How to make it

  • In a sauce pan, beat the 1/4 cup of confectioners sugar and the egg yolks.
  • Stir in the flour.
  • Add the hot milk and cook stirring rapidly until mixture is smooth and thickened. Do not let it boil. Remove from heat.
  • Add a knob of butter to cool the mixture (one tablespoon).
  • Stir in the first 3 tablespoons of Grand Marnier.
  • Soak the ladyfingers, halved in the second round of Grand Marnier.
  • (I tempted to say take a sip of Grand Marnier here, but I digress)
  • Preheat the oven to hot (400 degrees)
  • Beat six egg whites (I always use one extra white to lighten my souffle if at all possible) with a pinch of salt until stiff.
  • Fold into the egg yolk mixture.
  • Butter a six cup souffle mold and generously sprinkle with granulated sugar (the sugar helps the egg whites climb up the sides of the dish).

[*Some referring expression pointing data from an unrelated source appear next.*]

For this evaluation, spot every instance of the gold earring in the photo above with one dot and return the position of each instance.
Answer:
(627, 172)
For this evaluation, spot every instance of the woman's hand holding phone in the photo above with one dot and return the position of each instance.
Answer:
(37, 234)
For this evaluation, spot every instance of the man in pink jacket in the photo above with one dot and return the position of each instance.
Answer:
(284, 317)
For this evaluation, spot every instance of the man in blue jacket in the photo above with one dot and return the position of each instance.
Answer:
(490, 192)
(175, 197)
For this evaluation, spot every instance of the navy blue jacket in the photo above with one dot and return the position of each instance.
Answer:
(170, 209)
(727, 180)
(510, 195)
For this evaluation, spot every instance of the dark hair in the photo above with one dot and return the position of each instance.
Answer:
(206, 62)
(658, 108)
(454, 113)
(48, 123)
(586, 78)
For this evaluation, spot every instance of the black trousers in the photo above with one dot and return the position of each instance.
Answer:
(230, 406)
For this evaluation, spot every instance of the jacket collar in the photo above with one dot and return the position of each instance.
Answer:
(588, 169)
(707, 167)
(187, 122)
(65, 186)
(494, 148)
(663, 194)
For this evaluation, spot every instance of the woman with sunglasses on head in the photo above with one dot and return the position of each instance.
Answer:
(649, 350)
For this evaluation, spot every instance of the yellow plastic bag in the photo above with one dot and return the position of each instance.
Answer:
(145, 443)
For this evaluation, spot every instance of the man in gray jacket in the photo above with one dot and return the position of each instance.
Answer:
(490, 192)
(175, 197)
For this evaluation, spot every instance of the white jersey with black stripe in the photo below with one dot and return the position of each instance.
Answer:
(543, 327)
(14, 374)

  • Gently ladle in half the souffle mixture.
  • Top with soaked lady fingers.
  • Top with remaining souffle mixture.
  • Put in the hot oven and immediately reduce the heat to 375 degrees and bake for 30 minutes.
  • Sprinkle top with remaining tablespoon of sugar and bake for another ten minutes longer.
  • Serve immediately.
  • Mrs. Swanson liked her lemon souffles best and she served them with a dusting of powdered sugar, a tart clear lemon sauce and a dollop of fresh whipped cream. A gilded lily indeed.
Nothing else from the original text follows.